Côte d'Ivoire : Mariame Françoise Koné-Bédié quitte le GEPEX
Françoise Koné-Bédié
Françoise Koné-Bédié quitte officiellement le Groupement Professionnel des Exportateurs de Café et de Cacao de Côte d'Ivoire (GEPEX), après trente années consacrées à défendre les intérêts d'une filière essentielle pour l'économie nationale.
À la tête du GEPEX, organisation représentant les principaux exportateurs internationaux de café et de cacao installés en Côte d'Ivoire, l'épouse de l'un des fils de l'ancien Président ivoirien (Henri Konan Bédié, ndlr) a évolué dans l'un des environnements les plus stratégiques de la filière.
Face aux intérêts parfois divergents des multinationales, de l'État ivoirien et des producteurs, elle acprivilégié constamment une approche fondée sur le dialogue.
Durant ses trente années d'activité, Mariame Françoise Koné-Bédié a participé activement aux réflexions qui accompagnent les profondes mutations de la filière.
L'un des épisodes les plus significatifs de son parcours reste son implication dans le rapprochement entre le GEPEX et l'Organisation Interprofessionnelle Agricole Café-Cacao de Côte d'Ivoire (OIA Café-Cacao CI).

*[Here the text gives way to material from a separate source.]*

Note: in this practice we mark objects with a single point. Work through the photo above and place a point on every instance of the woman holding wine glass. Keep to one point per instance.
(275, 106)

À une période où l'adhésion du syndicat des exportateurs suscitait de nombreuses interrogations, elle contribue à instaurer un climat de confiance qui facilitera l'intégration du GEPEX au sein de cette nouvelle organisation.
Cette contribution est aujourd'hui reconnue par plusieurs responsables de l'interprofession, qui saluent son engagement en faveur d'une gouvernance plus inclusive de la filière.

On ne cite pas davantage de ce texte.